The same, I think, can be true of our spiritual lives.
In his classic work The Pursuit of God, A. W. Tozer says, “When religion has said its last word, there is little that we need other than God Himself. The evil habit of seeking God-and effectively prevents us from finding God in full revelation. In the and lies our great woe. If we omit the and we shall soon find God, and in Him we shall find that for which we have all our lives been secretly longing.”
There is no shortage of ands to choose from these days, many of them very good things: Bible studies, small groups, volunteering opportunities at church and in the community, conferences, committees, discussions of doctrine—the list is almost infinite. But Tozer is right—“in the and lies our great woe.”

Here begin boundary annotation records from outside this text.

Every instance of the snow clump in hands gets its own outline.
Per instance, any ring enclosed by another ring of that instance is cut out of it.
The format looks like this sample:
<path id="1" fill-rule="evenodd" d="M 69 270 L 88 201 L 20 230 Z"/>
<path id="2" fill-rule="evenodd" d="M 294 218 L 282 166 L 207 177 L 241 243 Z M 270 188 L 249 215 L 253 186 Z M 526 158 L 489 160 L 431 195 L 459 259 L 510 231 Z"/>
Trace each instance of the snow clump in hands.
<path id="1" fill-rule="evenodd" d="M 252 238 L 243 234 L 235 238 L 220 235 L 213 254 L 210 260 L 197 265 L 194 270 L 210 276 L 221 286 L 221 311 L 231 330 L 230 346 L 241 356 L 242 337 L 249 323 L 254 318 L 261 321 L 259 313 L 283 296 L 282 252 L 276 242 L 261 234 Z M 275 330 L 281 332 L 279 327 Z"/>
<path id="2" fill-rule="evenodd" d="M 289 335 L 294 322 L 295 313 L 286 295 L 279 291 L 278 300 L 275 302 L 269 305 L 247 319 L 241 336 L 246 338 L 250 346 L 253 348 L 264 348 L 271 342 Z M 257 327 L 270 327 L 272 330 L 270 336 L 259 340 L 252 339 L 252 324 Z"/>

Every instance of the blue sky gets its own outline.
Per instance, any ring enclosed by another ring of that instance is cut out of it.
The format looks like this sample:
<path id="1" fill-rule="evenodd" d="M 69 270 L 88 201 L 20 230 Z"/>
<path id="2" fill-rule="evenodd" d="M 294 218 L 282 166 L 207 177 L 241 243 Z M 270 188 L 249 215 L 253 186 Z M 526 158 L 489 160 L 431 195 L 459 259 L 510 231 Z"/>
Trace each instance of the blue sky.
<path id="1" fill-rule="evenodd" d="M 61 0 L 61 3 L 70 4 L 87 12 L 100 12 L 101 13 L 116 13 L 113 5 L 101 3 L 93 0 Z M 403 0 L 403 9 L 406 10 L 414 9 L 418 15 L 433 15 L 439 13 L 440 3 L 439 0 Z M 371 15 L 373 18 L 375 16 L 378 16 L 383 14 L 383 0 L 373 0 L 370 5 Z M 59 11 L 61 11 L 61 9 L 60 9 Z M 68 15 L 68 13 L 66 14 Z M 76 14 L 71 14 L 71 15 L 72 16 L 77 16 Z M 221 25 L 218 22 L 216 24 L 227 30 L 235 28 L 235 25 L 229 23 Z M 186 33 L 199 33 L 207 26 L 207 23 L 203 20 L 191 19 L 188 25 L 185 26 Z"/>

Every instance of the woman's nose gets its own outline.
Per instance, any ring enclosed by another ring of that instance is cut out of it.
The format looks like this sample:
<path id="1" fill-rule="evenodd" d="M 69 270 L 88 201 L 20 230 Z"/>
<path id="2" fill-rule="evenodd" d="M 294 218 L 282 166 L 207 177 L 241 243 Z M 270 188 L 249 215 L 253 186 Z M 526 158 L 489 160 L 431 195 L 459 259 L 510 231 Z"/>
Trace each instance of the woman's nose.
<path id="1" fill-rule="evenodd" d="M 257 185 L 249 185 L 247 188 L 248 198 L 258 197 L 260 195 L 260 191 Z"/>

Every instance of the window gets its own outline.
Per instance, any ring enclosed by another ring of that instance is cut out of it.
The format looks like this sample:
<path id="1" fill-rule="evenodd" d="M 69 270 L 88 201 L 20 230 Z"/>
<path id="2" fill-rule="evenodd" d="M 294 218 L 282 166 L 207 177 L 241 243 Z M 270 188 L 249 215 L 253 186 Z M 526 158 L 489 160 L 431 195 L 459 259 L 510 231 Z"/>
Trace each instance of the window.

I don’t know about you, but sometimes I leave church feeling more frazzled and burnt out than when I went in. Sundays with children are hectic enough, but my husband is often busy with deacon responsibilities that are thrown his way. Being president of the women’s council, I, too, am often distracted. The actual worship of God, what we are ostensibly there to do, can sometimes feel like an afterthought. And we don’t fare much better the other six days of the week, I’m sad to say.
“When religion has said its last word, there is little that we need other than God Himself.”

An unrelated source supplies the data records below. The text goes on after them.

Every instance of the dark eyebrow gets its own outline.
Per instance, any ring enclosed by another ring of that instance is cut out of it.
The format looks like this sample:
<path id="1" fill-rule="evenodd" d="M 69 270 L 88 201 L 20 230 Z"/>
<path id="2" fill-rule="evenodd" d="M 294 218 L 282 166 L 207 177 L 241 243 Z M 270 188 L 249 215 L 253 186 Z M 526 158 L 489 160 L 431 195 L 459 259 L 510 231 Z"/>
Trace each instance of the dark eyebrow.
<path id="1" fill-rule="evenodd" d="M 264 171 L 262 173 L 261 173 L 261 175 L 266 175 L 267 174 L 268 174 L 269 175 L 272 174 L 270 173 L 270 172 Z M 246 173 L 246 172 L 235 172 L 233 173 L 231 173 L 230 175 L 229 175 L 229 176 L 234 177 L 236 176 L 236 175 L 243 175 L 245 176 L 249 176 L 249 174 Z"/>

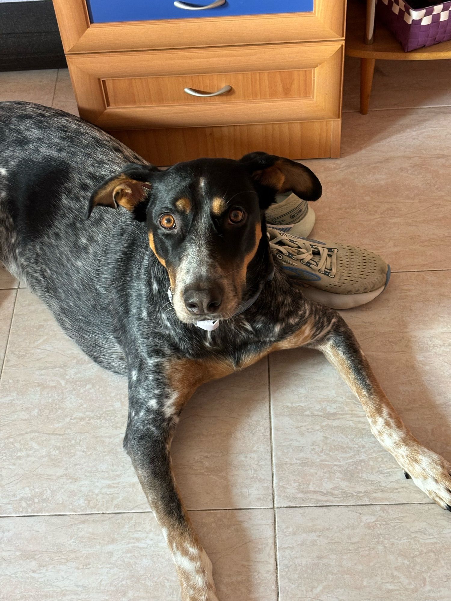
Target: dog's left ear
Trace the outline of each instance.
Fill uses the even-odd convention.
[[[156,172],[159,172],[159,169],[153,165],[126,165],[120,173],[105,180],[96,188],[89,200],[85,219],[88,219],[98,204],[112,209],[117,209],[120,204],[133,213],[138,221],[145,221],[147,195]]]
[[[268,209],[275,194],[291,191],[304,200],[318,200],[322,194],[322,186],[314,173],[305,165],[289,159],[253,152],[245,154],[239,162],[255,180],[262,209]]]

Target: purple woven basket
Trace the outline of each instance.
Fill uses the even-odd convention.
[[[451,40],[451,1],[414,10],[403,0],[378,0],[378,12],[404,52]]]

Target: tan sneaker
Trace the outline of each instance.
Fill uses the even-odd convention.
[[[390,266],[378,255],[346,244],[320,242],[271,227],[273,256],[305,287],[304,296],[334,309],[372,300],[390,279]]]
[[[278,194],[275,203],[266,209],[265,214],[268,224],[276,225],[284,231],[290,231],[293,236],[305,237],[314,225],[313,209],[306,200],[292,193]]]

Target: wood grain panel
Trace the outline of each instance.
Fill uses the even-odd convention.
[[[165,166],[202,156],[239,159],[254,150],[293,159],[330,157],[331,128],[335,123],[316,121],[110,133],[151,163]]]
[[[111,130],[337,119],[340,116],[342,60],[343,44],[334,42],[274,44],[259,46],[258,49],[244,46],[67,57],[81,116]],[[254,73],[267,72],[278,70],[282,66],[287,71],[313,70],[313,94],[304,98],[236,99],[233,102],[226,97],[204,98],[199,99],[201,102],[186,103],[181,110],[172,99],[165,105],[141,105],[141,99],[145,99],[145,96],[133,100],[131,86],[127,91],[123,84],[119,88],[109,86],[106,90],[102,85],[102,80],[180,76],[188,70],[191,70],[191,74],[195,70],[198,73],[196,76],[199,77],[204,74],[213,76],[211,73],[214,70],[214,76],[218,82],[226,81],[218,74],[236,76],[237,81],[240,78],[244,81],[249,70]],[[167,81],[169,78],[165,79]],[[287,77],[287,81],[289,79]],[[162,78],[161,81],[164,79]],[[183,78],[179,77],[178,81],[181,84]],[[283,97],[281,90],[274,91],[277,87],[268,88],[268,93]],[[251,85],[248,90],[251,91]],[[296,90],[301,91],[300,80],[294,84],[293,93]],[[142,90],[138,91],[142,93]],[[111,102],[111,92],[114,101],[119,96],[121,100],[134,102],[135,106],[108,106],[108,102]],[[158,93],[159,96],[157,98],[161,100],[166,94],[173,93],[173,90],[168,92],[164,86]]]
[[[172,77],[131,78],[103,81],[108,107],[144,106],[235,102],[275,99],[311,97],[311,69],[254,73],[213,73]],[[225,85],[232,90],[220,96],[200,98],[184,91],[192,88],[204,93]]]
[[[91,25],[85,0],[53,0],[66,53],[342,39],[344,0],[312,13]]]

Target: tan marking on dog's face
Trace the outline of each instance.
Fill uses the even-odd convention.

It’s hard to abide in God when we can’t manage to sit still for a few minutes to calm our minds. I know we can’t do away with all our church commitments, but there is wisdom in saying “no” to some things, in striking a balance between doing and being. After all, God isn’t grading us on how busy we are for Him.
Dr. Stanley discusses this very thing in a sermon titled “A Hunger and Thirst for God”:
Well, isn’t reading the Bible enough? Not really. And all these other things that you may be engaged in—that’s not really it. His desire is that you and I get to know Him, not just knowing that He saved you, that you have a home in heaven. He wants you to know Him personally and intimately like a close friend—a friend with whom you can be comfortable every day. You don’t have to try to please Him. It is a relationship of intimacy. It is a relationship of friendship that goes far, far beyond what most people understand.

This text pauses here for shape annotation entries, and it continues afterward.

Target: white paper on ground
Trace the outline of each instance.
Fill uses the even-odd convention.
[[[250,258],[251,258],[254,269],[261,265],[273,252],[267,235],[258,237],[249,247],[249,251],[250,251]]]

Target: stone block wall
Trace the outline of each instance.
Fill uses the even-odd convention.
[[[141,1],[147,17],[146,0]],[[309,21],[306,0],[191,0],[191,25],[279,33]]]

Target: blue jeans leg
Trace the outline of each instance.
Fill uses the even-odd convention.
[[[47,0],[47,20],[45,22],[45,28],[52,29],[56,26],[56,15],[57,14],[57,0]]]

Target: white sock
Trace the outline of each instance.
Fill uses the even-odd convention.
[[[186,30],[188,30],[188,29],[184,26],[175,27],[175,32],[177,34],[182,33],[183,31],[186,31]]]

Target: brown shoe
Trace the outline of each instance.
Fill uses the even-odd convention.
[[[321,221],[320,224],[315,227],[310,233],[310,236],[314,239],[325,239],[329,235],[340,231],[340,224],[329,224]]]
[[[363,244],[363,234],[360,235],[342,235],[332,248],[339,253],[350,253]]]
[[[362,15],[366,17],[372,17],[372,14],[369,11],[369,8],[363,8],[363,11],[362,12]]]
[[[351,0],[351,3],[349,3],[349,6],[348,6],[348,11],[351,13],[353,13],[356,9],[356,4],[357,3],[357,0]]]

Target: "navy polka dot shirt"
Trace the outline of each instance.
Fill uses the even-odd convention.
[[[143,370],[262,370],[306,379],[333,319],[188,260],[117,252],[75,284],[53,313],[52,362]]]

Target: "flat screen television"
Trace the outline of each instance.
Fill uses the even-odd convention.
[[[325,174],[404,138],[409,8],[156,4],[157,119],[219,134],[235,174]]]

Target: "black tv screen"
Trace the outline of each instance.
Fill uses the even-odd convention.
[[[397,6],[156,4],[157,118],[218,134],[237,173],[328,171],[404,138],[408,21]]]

Consider your closest and most satisfying relationships. Are you forever busy, always go-go-going, or can you simply be together? Can you share silence that feels more intimate than a face-to-face conversation? That’s the kind of closeness God desires to share with us, but more often than not, we fill that space with so much spiritual clutter. And when our hearts begin to ache from the sheer loneliness of isolation, we don’t stop to ask ourselves why that is. We don’t “cut it out.” Instead, we often double down, thinking God will feel nearer, that He will finally be pleased with us, if we fill our calendars to overflowing with holy works.
He wants you to know Him personally and intimately like a close friend—a friend with whom you can be comfortable every day.
But here’s the thing—God is already pleased with us. Pleased and utterly delighted. (See Psalm 18:19, Psalm 147:11, Psalm 149:4.) And anything that distracts us from that glorious truth, no matter how good it may be, should be put aside. Perhaps, in time, there will be room for such things again. Or maybe we’ll lay them all down, never to pick them up again. Either way, with our hands and our hearts free, we’ll be able to love and be loved in a more genuine way than we ever dreamed possible.